Last modified: 2014-07-07 12:21:25 UTC
Hello: I think it would be very useful to have the possibility to search within the history of the articles of Wikipedia. This way, for example, one could avoid writing something discarded reasonably several times on past editions. This new feature could be a new namespace box situated next to the ones already avaiable: (Main) Talk User User talk Wikipedia Wikipedia talk Image Image talk MediaWiki MediaWiki talk Template Template talk Help Help talk Category Category talk Portal Portal talk I hope this new feature will be soon avaiable in all the language versions of Wikipedia. Thanks and regards
If not implemented with sufficient intelligence, this would increase the size of the search index by a factor of about 16 (for enwiki, as an example). If done intelligently (only indexing deltas) I figure it would only be two to four times the size, but that would probably not be particularly easy. Either way I don't foresee this happening soon. Note that if implemented, this would largely obviate the need for bug 639.
Too expensive at present, but we'd love to have this eventually.
*** Bug 13850 has been marked as a duplicate of this bug. ***
Thanks Brion, sorry for the duplicate. A possible way to make up for the lack of this feature until it's implemented occurs to me, a "download complete history (so many KB)" link, allowing to dump the whole history to the user's desktop as a (zipped?) html file concatenating all versions (ideally but not necessarily with diffs highlighted), which he could then search at leisure on his computer.
You can in fact download the full history of a given page via Special:Export. It's not necessarily super pretty, but should work.
Thanks Brion, just tried it, it worked, and indeed I was able to search the downloaded xml quite easily directly in Firefox, but unfortunately: 1/ it lists only revisions 1 to 100 (latest revision listed in Anode article is ~2 years old) 2/ it's not easy to access (had never used the toolbox before, took me some time to find that export page) A full download, via a link in the article's history page labeled e.g. : Full history in xml format (*** revisions, *** kB) would be wonderful.

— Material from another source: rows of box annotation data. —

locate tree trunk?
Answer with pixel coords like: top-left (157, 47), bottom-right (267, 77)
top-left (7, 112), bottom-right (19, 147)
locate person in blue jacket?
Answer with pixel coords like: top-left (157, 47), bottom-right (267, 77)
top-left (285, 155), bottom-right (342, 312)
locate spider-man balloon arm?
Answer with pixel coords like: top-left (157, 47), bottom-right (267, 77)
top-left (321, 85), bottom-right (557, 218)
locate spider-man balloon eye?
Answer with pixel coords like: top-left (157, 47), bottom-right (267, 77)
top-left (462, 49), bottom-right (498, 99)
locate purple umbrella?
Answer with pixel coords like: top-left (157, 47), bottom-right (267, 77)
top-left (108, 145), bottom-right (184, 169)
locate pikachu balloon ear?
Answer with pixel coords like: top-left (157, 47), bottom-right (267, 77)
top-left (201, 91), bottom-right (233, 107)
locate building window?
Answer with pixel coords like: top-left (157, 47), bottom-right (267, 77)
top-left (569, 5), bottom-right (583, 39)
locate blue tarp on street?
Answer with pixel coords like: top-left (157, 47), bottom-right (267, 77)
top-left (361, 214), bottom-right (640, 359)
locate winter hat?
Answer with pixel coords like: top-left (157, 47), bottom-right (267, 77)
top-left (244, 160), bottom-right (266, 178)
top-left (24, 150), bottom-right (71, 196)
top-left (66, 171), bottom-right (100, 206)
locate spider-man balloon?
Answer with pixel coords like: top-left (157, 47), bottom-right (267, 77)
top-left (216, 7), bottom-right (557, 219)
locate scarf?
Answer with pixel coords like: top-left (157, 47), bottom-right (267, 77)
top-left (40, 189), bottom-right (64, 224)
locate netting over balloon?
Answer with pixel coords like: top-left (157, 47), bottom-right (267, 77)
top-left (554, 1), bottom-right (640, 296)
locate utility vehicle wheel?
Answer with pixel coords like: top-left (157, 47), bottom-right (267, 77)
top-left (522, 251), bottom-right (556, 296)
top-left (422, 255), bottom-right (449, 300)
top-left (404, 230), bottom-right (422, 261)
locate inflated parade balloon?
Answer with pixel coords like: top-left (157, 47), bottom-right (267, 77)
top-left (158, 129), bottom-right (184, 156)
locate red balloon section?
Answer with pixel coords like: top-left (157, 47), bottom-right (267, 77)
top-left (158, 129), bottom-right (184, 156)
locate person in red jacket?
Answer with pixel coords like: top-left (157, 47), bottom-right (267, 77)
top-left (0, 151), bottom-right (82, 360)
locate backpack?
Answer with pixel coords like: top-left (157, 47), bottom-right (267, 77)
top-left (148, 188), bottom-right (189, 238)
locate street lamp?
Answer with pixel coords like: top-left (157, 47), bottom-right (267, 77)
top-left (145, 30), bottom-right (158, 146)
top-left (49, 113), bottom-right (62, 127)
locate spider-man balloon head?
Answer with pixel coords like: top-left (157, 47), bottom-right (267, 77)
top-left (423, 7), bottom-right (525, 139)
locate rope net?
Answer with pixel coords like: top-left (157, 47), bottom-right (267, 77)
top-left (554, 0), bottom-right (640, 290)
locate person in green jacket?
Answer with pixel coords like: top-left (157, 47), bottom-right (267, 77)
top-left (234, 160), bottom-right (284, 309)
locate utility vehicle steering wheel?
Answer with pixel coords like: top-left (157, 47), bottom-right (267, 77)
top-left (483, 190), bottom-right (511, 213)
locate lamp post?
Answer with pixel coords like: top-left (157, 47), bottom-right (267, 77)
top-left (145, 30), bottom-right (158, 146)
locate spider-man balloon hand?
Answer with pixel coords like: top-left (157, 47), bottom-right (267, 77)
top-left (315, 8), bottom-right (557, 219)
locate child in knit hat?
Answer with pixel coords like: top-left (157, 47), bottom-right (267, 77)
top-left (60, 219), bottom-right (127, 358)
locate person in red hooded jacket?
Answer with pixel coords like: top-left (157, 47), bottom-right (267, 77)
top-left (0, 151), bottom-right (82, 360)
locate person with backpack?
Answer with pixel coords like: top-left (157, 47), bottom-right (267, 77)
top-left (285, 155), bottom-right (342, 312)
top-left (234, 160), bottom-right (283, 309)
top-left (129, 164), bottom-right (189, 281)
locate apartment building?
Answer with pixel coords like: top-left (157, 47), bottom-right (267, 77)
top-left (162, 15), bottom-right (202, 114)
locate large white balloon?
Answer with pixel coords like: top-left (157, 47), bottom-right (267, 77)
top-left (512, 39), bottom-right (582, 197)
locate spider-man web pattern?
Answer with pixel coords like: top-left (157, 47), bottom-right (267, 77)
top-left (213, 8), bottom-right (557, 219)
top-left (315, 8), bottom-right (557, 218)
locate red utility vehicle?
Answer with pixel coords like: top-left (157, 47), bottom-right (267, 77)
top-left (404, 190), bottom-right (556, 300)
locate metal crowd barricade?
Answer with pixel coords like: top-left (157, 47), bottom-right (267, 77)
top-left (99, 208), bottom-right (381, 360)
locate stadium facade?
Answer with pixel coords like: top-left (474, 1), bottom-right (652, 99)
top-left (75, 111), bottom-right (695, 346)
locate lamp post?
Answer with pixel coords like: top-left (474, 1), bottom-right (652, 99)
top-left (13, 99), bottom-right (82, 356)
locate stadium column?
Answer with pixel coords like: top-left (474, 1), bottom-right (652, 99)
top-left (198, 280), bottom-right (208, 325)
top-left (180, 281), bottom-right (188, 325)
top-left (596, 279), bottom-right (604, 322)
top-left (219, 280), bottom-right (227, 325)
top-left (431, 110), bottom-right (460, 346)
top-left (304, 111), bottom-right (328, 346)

*** Bug 15019 has been marked as a duplicate of this bug. ***
(In reply to comment #1) > If not implemented with sufficient intelligence, this would increase the size > of the search index by a factor of about 16 (for enwiki, as an example). If > done intelligently (only indexing deltas) I figure it would only be two to four > times the size, but that would probably not be particularly easy. Either way I > don't foresee this happening soon. Note that if implemented, this would > largely obviate the need for bug 639. > We can simply implement the infrastructure in core mediawiki, and leave the indexing task to the search extension like Lucene-search. This will let the search extension to decide that it would like to provide the historical search or not. (In reply to comment #2) > Too expensive at present, but we'd love to have this eventually. > Too expensive is about indexing task? Is it also too expensive to just implement the infrastructure?
The Diffindexer (https://github.com/whym/diffindexer) in combination with Wikihadoop (https://github.com/whym/wikihadoop) offers exactly this functionality.
*** Bug 24641 has been marked as a duplicate of this bug. ***
[Removing RESOLVED LATER as discussed in http://lists.wikimedia.org/pipermail/wikitech-l/2012-November/064240.html . Reopening and setting priority to "Lowest". For future reference, please use either RESOLVED WONTFIX (for issues that will not be fixed), or simply set lowest priority. Thanks a lot!]
As you all know, this functionality is already offered on a per-page basis by WikiBlame: http://wikipedia.ramselehof.de/wikiblame.php I'm not convinced that this is something for Special:Search and it's surely more closely related to the history topic, hence changing component.
*** Bug 59620 has been marked as a duplicate of this bug. ***